Plant’s operation is carbon neutral and more environmentally sustainable, using concentrated solar power and hydroponic systems to refine a process that already out-performs traditional agriculture. Nutrients are delivered through a treated water system and there is no use of agri-chemicals such as pesticides or insecticides and food safety measures control who and what enters facilities, reducing the risks of contamination and food-borne illness. Proximity to urban centers makes it possible for them to optimize produce for quality and taste in lieu of shelf life and providing year-round access to fresh produce.
It's not just the hardware- but the software that’s taking the game to a whole new level. Giscombe says “It’s not widely understood that Big Data is now an integral part of agriculture and that the two will be inextricably connected going forward. When we tell people we’re in the data business there’s this look of confusion at first, but after a while they get it. To be the best at our core service business, we made the decision to partner with the best in component providers early on. One of our key partners is iUNU out of Seattle. Their crop management and analysis system LUNA, uses computer vision and artificial intelligence to monitor the health and progress of all crops under cultivation allowing us to detect growth down to the millimeter and create 3D models of plants to improve growing recipes — the light, water, temperature, and nutrients — with each new planting. In other words, we’re collecting and synthesizing a lot of data.”

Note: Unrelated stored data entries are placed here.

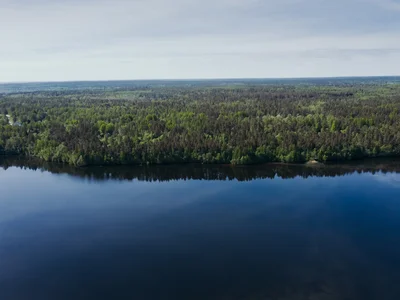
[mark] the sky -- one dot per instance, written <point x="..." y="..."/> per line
<point x="63" y="40"/>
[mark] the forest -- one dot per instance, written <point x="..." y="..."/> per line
<point x="230" y="123"/>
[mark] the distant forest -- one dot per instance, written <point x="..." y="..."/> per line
<point x="224" y="122"/>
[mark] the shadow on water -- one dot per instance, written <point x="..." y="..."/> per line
<point x="214" y="238"/>
<point x="206" y="172"/>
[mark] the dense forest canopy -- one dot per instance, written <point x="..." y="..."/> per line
<point x="238" y="122"/>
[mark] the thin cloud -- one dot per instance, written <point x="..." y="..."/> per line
<point x="121" y="39"/>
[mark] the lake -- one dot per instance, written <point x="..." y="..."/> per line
<point x="200" y="232"/>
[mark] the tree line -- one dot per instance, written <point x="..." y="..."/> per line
<point x="243" y="124"/>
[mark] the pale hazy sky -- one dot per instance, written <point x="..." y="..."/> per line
<point x="57" y="40"/>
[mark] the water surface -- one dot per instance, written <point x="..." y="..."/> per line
<point x="197" y="232"/>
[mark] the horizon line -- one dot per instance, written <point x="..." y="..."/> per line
<point x="201" y="79"/>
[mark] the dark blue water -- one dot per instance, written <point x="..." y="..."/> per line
<point x="121" y="233"/>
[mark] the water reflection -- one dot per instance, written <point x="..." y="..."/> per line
<point x="332" y="236"/>
<point x="208" y="172"/>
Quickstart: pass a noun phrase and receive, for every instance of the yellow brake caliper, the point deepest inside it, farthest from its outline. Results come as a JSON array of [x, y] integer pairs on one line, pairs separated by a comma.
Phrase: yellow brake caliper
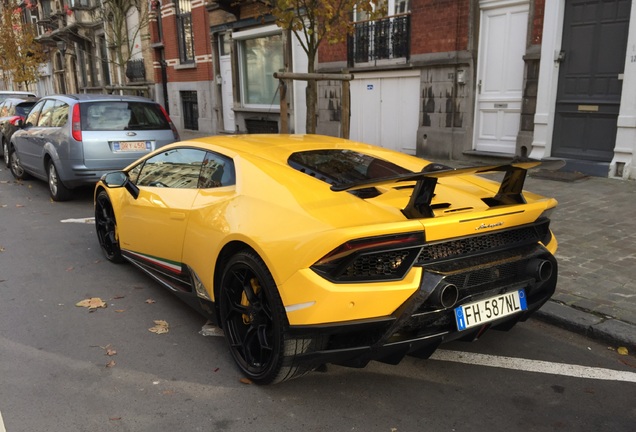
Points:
[[245, 302]]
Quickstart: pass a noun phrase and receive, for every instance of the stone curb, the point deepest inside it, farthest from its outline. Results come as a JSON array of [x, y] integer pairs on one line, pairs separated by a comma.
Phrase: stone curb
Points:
[[608, 330]]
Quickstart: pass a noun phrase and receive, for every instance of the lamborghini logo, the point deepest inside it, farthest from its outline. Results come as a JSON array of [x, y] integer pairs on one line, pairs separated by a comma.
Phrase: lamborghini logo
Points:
[[486, 226]]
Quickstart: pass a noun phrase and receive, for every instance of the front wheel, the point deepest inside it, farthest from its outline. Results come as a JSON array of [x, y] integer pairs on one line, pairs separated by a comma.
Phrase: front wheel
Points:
[[254, 322], [58, 191], [15, 166], [106, 228]]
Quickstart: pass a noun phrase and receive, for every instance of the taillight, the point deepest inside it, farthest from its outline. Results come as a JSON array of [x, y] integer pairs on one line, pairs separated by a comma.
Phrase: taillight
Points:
[[76, 125], [14, 120], [371, 259], [172, 126]]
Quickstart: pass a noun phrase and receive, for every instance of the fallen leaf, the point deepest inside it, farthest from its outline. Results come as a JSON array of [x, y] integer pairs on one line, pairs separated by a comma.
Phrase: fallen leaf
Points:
[[91, 303], [160, 327]]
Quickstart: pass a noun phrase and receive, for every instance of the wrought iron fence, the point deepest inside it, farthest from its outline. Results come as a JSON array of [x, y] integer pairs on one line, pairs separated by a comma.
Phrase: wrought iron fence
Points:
[[386, 38]]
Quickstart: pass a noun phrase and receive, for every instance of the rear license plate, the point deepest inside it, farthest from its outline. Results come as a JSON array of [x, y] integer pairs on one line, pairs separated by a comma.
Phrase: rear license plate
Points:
[[123, 146], [483, 311]]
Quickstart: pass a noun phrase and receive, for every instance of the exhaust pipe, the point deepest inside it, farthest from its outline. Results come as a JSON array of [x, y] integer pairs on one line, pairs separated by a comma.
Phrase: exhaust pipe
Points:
[[540, 269], [446, 295]]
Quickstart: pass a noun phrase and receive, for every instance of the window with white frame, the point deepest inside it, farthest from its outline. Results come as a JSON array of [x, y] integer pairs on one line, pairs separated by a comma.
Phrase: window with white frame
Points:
[[260, 54], [184, 30], [393, 7]]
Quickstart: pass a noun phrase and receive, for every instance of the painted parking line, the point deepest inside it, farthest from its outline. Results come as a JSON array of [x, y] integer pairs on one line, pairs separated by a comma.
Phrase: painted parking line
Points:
[[534, 366], [81, 220]]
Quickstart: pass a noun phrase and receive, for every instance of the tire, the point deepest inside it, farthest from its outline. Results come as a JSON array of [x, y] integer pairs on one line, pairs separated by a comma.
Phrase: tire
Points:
[[58, 191], [255, 323], [106, 227], [15, 166], [5, 152]]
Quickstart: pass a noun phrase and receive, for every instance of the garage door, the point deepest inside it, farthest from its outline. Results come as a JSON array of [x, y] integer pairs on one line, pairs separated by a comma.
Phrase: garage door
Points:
[[385, 111]]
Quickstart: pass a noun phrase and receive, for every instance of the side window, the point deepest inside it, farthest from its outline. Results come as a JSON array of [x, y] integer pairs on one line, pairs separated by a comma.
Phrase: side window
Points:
[[60, 114], [47, 114], [133, 173], [176, 168], [217, 171], [32, 119]]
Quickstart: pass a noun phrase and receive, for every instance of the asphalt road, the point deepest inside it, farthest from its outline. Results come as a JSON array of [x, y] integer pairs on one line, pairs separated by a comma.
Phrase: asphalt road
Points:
[[56, 374]]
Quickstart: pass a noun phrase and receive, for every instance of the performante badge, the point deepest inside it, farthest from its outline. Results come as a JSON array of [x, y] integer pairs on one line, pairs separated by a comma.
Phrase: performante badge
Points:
[[486, 226]]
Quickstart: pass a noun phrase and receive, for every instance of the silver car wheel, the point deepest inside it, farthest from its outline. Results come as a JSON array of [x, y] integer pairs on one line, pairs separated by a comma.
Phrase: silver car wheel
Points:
[[16, 168]]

What may be the most exciting element of the work Giscombe and his team are doing though, is Plant for Tomorrow, #P4TMRW, the not-for-profit research and development initiative the company has launched to collaborate with School Districts and educational institutions. Starting with middle-school grades, the initiative provides access to relevant and in-demand skills (technical and humanities-based) for more students at the peak of their developmental curiosity. There is no cost to the schools as the initiative has been designed to be self-sustaining. Plant operated commercial farms on district-owned land (up to 1 million sq. ft.) generates revenue from produce sold to distributors within the predetermined local service area. “It’s not really a solution if we can’t reach everybody. Outside of school, there’s still a community that needs to eat. Our produce makes its way to commercial and residential kitchens giving us greater reach and making a greater impact. We’re starting with Broward County Public Schools because this is home. They’re also the 6th largest in the country, serving a highly diverse population,” Giscombe says.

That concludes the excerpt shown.